The play tells the story of an African-American family in Kansas City, Kansas, with a brief foreshadowing scene set in 1982 and then the rest played out in current times, 2009. A father and wife are excitedly expecting the birth of their first child in the first scene; thereafter, it is 27 years later, the father, now a widower suffering serious illness, and his two grown-up sons, the older a restaurant worker in the neighborhood, the younger an educated man with two college degrees, a summer job at the Environmental Protection Agency, and the prospects of returning to academia to teach at University of Connecticut and pursue an advanced career in environmental science with his faculty mentor. The tension - father can no longer take care of himself, and older brother is putting pressure on younger brother to defer his educational/career dreams and remain in Kansas City at the EPA while helping to take care of their father, as older son's wife has just given birth to their first child.

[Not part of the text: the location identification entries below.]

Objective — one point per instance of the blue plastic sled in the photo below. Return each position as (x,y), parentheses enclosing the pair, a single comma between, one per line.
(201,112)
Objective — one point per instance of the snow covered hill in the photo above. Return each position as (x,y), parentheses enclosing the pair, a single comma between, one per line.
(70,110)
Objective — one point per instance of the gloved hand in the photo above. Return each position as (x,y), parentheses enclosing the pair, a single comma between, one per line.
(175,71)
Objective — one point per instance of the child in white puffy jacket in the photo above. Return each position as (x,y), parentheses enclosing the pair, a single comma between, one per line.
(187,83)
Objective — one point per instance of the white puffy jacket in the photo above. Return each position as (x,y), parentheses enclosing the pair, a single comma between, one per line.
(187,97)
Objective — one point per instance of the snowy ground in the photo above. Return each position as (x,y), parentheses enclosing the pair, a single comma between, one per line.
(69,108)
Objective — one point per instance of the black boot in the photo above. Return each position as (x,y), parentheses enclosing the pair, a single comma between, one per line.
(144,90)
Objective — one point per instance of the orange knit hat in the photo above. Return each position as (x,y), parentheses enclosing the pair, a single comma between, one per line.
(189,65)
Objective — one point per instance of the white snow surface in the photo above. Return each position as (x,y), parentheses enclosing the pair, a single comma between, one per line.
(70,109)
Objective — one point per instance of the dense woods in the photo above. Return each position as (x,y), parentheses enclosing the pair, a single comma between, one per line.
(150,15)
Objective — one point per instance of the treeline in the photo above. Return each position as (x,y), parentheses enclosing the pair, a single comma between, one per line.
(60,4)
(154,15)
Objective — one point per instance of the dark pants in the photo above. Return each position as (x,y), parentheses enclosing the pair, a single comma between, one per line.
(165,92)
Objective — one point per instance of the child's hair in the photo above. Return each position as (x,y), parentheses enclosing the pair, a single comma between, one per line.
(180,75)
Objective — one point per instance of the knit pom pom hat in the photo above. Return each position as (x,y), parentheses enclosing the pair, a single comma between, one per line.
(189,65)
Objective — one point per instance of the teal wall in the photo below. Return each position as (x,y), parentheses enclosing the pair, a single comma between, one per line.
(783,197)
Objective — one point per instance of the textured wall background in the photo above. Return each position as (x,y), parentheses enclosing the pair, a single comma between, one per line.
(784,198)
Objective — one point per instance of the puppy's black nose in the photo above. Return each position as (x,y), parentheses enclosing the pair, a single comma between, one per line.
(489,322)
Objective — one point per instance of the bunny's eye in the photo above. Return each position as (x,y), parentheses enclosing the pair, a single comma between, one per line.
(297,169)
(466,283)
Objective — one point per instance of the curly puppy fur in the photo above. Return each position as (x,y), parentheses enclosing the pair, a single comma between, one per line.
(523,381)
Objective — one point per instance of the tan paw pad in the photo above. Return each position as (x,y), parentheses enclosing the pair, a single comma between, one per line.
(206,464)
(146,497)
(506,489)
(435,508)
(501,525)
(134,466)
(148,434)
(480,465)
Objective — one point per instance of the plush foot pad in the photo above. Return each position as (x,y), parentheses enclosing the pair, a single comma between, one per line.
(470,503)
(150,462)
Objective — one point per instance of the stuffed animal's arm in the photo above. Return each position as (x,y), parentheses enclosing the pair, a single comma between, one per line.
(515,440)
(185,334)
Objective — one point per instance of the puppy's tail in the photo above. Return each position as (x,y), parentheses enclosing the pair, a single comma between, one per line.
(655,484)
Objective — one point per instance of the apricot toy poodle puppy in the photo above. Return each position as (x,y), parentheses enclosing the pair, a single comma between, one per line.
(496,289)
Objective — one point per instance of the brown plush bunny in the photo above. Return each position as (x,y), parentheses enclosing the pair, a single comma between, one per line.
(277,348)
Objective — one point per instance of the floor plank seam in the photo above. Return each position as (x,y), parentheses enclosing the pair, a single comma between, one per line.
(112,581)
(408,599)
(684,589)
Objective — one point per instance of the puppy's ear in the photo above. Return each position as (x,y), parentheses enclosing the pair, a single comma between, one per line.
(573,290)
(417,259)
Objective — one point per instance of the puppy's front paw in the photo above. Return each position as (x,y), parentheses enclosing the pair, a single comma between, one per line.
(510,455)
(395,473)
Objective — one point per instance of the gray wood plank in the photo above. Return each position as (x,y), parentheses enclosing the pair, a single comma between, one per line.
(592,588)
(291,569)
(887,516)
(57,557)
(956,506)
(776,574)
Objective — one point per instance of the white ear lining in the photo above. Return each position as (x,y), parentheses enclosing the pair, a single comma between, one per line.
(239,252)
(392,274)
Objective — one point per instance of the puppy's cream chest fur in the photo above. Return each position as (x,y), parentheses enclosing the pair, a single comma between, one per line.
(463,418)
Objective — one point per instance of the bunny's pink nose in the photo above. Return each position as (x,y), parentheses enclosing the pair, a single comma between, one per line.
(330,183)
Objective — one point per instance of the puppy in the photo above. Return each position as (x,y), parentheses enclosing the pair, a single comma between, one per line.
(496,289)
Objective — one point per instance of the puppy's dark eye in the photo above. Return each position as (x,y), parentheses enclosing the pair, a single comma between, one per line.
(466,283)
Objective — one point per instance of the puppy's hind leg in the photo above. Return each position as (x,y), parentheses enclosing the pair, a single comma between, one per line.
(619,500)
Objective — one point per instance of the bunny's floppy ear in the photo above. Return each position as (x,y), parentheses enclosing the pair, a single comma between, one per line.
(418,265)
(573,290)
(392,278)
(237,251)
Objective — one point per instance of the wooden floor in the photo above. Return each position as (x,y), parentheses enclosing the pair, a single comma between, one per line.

That's as far as I'll go on the plot, since to say more would be to spoil it for new audience members. But I will say that the dialogue is terrific, and the four actors - Wendell Pierce as the father, Francois Battiste and Alano Miller as the sons, and Crystal A. Dickinson as the wife -- are all terrific under the capable direction of Thomas Kail, and I found Jackson's play to be continuously involving, well-paced, and nicely thought out. In the nature of things a Lincoln Center Theater run is limited, but I hope there would be enough support for this play to transfer it to an off-Broadway house for a longer run. It has the scale of off-Broadway, an intimacy of a family story that I think would have difficulties in a larger house, but it works nicely in the small-scale Mitzi E. Newhouse Theater at Lincoln Center.